From: Ian Munsie <imunsie@au1.ibm.com>
To: Frederic Weisbecker <fweisbec@gmail.com>
Cc: linux-kernel <linux-kernel@vger.kernel.org>,
Steven Rostedt <rostedt@goodmis.org>,
Ingo Molnar <mingo@redhat.com>, Li Zefan <lizf@cn.fujitsu.com>,
Masami Hiramatsu <mhiramat@redhat.com>,
Jiri Olsa <jolsa@redhat.com>, Tejun Heo <tj@kernel.org>
Subject: Re: [PATCH v2] ftrace: record command lines at more appropriate moment
Date: Thu, 29 Jul 2010 20:26:13 +1000 [thread overview]
Message-ID: <1280397883-sup-6572@au1.ibm.com> (raw)
In-Reply-To: <20100729025039.GD13088@nowhere>
Excerpts from Frederic Weisbecker's message of Thu Jul 29 12:50:41 +1000 2010:
> So, in fact we can't do this. There is a strong reason that makes us maintaining
> the cmdline resolution on sched switch rather than on tracing time: for
> performances and scalability.
>
> Look at what does tracing_record_cmdline():
>
> - it's one more call
> - it checks a lot of conditions
> - takes a spinlock (gives up if already in use, but that's still bad for the cache
> in a tracing path)
> - deref a shared hashlist
> ...
>
>
> Currently that is made on sched switch time, which means quite often.

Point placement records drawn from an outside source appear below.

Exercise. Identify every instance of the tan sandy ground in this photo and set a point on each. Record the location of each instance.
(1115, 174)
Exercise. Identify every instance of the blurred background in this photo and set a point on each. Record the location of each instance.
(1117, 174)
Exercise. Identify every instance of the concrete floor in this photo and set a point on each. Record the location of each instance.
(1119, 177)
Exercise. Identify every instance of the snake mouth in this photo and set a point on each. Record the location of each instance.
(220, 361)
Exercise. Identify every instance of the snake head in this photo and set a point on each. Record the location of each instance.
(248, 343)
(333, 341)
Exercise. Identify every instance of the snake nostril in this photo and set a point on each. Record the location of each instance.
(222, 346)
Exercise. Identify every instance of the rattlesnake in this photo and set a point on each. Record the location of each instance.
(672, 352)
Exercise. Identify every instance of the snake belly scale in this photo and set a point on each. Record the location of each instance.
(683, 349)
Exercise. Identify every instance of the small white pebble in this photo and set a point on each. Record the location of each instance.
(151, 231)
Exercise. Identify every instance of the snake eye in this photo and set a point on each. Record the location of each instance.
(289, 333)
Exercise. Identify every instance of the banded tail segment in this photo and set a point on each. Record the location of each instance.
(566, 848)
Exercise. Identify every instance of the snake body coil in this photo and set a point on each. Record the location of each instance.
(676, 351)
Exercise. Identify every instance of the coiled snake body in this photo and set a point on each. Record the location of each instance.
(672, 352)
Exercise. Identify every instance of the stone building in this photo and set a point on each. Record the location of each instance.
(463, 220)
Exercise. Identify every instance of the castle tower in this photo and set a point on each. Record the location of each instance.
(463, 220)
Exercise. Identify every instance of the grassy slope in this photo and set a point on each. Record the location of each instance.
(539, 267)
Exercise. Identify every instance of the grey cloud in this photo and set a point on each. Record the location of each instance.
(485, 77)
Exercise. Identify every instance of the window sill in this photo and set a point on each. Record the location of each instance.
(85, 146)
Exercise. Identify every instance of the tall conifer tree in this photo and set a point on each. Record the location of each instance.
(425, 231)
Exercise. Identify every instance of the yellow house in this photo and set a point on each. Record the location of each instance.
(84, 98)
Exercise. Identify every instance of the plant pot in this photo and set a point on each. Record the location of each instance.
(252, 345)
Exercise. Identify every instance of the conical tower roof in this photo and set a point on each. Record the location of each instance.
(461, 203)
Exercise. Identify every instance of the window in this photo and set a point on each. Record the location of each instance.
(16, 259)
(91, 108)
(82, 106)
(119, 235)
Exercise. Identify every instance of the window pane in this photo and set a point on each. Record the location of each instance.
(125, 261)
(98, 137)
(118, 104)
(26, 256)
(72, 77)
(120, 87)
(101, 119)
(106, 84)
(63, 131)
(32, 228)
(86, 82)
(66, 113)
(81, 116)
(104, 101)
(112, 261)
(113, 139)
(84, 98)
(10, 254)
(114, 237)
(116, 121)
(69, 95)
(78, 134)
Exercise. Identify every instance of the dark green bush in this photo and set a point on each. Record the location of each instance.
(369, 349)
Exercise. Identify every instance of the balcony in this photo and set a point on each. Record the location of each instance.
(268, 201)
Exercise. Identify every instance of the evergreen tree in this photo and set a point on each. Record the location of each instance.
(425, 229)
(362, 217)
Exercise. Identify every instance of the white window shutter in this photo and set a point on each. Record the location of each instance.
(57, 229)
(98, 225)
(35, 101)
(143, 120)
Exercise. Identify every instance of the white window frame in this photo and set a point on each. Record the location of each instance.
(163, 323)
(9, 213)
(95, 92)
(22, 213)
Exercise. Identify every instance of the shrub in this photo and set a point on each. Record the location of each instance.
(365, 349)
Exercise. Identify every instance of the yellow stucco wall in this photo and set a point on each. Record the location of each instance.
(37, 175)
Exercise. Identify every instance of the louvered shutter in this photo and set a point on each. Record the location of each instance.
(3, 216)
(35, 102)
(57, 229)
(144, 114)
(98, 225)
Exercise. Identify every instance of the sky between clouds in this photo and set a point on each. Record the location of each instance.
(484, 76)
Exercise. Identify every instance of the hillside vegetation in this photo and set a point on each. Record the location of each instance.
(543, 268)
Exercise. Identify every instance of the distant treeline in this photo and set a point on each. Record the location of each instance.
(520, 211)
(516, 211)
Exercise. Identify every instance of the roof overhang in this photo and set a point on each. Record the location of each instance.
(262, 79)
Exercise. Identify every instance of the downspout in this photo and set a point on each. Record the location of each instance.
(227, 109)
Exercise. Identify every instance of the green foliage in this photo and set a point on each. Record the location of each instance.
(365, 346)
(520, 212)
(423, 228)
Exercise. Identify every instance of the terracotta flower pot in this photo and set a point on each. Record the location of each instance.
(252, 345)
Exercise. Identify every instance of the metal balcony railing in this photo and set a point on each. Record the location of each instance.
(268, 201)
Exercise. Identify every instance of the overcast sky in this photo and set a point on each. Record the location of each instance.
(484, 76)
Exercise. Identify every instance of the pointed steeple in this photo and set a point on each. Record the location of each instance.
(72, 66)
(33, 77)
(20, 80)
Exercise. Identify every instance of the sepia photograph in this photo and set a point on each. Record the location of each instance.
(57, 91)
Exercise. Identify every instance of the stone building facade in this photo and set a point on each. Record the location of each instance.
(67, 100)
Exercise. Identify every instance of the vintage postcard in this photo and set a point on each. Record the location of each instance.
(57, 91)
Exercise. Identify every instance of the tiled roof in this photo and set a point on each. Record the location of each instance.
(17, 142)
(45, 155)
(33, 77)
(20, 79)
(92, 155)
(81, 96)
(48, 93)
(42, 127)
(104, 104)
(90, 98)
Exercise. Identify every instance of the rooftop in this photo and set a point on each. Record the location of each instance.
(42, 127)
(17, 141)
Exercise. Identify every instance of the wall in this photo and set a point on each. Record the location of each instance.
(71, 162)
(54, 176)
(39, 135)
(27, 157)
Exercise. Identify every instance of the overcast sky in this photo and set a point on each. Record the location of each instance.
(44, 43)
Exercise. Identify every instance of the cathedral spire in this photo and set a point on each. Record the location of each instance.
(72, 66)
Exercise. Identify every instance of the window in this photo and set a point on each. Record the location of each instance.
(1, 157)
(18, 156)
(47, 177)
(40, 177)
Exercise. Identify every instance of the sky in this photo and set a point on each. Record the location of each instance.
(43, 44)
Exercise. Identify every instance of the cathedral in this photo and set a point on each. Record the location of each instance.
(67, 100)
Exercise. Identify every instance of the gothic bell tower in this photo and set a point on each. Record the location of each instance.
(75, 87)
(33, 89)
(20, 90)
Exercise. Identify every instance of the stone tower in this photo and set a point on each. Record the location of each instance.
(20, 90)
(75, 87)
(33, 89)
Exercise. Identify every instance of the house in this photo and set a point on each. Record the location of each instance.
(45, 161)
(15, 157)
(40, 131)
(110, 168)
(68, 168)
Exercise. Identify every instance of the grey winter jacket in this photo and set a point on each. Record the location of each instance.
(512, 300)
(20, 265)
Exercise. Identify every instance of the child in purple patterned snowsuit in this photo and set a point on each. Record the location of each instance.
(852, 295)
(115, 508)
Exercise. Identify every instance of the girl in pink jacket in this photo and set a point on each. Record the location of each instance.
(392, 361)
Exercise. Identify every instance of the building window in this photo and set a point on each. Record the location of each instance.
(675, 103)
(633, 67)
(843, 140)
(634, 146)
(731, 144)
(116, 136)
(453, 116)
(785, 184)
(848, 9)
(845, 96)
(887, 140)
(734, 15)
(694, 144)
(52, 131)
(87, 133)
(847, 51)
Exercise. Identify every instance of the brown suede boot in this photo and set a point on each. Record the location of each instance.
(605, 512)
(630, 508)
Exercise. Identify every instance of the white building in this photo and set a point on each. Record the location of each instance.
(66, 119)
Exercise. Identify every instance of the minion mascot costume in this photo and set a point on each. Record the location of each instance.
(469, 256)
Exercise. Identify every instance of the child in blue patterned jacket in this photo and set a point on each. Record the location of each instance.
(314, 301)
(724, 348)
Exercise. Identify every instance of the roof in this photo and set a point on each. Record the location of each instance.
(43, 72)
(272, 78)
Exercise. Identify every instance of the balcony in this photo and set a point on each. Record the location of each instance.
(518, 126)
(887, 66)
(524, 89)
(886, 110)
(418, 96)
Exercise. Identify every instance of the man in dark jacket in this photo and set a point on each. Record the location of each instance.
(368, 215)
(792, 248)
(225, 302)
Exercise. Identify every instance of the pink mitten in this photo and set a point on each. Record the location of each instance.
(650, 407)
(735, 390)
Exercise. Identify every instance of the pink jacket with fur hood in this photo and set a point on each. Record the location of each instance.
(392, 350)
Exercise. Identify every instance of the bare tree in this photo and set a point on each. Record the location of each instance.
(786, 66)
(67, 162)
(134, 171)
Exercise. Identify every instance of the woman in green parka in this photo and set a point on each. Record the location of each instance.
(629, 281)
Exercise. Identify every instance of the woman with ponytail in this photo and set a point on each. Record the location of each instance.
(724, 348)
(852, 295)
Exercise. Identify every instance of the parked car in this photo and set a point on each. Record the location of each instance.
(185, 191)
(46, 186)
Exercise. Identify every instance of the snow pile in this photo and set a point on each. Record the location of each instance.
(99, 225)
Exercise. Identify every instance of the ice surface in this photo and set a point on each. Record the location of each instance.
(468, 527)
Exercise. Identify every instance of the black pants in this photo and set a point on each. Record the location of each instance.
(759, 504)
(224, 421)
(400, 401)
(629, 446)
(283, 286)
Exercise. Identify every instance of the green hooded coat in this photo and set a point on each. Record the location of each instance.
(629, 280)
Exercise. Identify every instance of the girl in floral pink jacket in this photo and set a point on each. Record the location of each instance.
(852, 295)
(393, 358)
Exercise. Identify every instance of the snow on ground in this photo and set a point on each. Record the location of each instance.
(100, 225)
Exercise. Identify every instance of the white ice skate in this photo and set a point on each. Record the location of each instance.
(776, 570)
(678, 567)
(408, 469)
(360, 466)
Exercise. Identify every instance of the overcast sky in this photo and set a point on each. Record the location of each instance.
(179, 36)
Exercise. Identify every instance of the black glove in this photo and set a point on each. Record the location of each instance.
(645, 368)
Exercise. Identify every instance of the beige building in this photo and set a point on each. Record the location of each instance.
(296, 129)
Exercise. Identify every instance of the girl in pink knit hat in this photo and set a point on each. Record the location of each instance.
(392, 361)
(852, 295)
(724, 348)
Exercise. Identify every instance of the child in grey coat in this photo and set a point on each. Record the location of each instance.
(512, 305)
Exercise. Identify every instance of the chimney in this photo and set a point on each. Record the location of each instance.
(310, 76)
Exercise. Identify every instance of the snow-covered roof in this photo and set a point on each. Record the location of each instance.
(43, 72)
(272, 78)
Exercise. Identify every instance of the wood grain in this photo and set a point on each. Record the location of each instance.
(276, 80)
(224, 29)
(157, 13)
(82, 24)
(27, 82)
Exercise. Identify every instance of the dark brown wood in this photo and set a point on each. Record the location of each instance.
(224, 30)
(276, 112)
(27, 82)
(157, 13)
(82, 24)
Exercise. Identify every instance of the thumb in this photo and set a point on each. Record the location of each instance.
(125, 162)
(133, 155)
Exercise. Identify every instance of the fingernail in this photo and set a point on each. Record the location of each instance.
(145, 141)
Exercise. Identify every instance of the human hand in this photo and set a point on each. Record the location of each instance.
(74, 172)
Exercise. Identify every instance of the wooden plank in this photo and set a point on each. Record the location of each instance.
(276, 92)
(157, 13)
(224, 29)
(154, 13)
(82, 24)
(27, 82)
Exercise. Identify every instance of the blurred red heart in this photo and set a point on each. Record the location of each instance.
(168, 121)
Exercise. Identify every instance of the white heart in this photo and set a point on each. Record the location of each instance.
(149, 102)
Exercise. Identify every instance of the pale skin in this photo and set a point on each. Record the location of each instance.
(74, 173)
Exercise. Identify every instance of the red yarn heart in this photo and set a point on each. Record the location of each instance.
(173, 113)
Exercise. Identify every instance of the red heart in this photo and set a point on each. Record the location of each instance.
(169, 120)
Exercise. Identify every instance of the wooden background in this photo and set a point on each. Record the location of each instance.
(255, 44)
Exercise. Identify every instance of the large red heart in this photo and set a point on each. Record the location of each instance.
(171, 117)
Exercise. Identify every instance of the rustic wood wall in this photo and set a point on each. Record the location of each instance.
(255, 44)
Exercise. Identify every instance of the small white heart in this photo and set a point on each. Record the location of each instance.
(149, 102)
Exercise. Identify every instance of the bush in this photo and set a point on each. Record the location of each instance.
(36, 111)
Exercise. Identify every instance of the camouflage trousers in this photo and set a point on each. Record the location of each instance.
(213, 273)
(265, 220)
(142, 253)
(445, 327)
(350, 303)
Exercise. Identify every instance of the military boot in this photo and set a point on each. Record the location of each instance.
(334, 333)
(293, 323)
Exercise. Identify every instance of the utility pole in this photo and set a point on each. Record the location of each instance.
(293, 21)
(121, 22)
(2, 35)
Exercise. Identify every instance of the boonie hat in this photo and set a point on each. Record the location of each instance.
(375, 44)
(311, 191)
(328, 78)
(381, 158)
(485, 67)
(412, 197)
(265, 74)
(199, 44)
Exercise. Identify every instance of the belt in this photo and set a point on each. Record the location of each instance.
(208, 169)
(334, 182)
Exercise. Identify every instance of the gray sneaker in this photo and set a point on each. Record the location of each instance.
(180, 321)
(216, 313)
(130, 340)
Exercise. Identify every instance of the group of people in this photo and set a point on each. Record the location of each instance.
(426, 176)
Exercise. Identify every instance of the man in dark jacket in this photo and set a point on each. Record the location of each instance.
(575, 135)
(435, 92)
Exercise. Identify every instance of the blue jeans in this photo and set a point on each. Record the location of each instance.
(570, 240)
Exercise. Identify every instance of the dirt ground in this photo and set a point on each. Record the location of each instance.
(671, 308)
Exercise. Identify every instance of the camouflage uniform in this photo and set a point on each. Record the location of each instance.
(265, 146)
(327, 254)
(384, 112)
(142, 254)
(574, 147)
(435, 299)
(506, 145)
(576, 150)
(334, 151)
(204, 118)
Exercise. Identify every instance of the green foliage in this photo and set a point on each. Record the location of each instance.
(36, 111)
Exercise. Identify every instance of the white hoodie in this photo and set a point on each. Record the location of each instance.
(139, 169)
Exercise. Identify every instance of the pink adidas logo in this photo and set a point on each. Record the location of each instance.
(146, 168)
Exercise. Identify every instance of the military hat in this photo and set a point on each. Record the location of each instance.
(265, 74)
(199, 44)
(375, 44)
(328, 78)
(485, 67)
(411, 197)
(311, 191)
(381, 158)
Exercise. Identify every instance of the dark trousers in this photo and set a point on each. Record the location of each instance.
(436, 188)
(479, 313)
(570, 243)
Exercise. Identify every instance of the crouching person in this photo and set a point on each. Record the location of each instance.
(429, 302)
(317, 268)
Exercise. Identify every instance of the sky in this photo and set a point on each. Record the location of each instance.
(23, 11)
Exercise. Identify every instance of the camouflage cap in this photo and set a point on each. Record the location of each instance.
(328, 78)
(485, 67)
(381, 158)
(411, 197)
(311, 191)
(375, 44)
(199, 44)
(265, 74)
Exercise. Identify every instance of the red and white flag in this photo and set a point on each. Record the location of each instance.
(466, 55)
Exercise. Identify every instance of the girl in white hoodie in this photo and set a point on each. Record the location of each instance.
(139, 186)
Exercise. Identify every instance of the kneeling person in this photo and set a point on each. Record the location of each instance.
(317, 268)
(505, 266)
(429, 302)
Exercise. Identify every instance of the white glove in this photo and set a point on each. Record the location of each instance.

> Now imagine you turn on the function tracer: this is going to happen
> for _every_ function called in the kernel. There is going to be a lot
> of cache ping pong between CPUs due to the spinlock for example, for
> every function this is clearly unacceptable (it would be twice per
> function with the function graph tracer).
>
> And still there are also all the things with the hashlist deref, the checks,
> etc...
>
> It's not only the function tracers. The lock events will also show you very
> bad results. Same if you enable all the others together.
My first thought when reading this was to make the saved_cmdlines and
related data per CPU to reduce a lot of the cache ping pong, but I'm
happy to take the alternate approach you suggest.
> Better have a new call to tracing_record_cmdline() made from the fork
> and exec tracepoints to solve this problem.
> But still, that only solves the lazy update and not all the problems
> you've listed in this changelog.
Still, it would scratch my itch so I'm happy to take that approach.
> In fact cmdline tracking would grow in complexity in the kernel if we had
> to make it correctly. Ideally:
>
> * dump every tasks when we start tracing, and map their cmdlines
> * do the pid mapping per time interval. Keys in the hlist must be
> pid/start_time:end_time, not only pid anymore.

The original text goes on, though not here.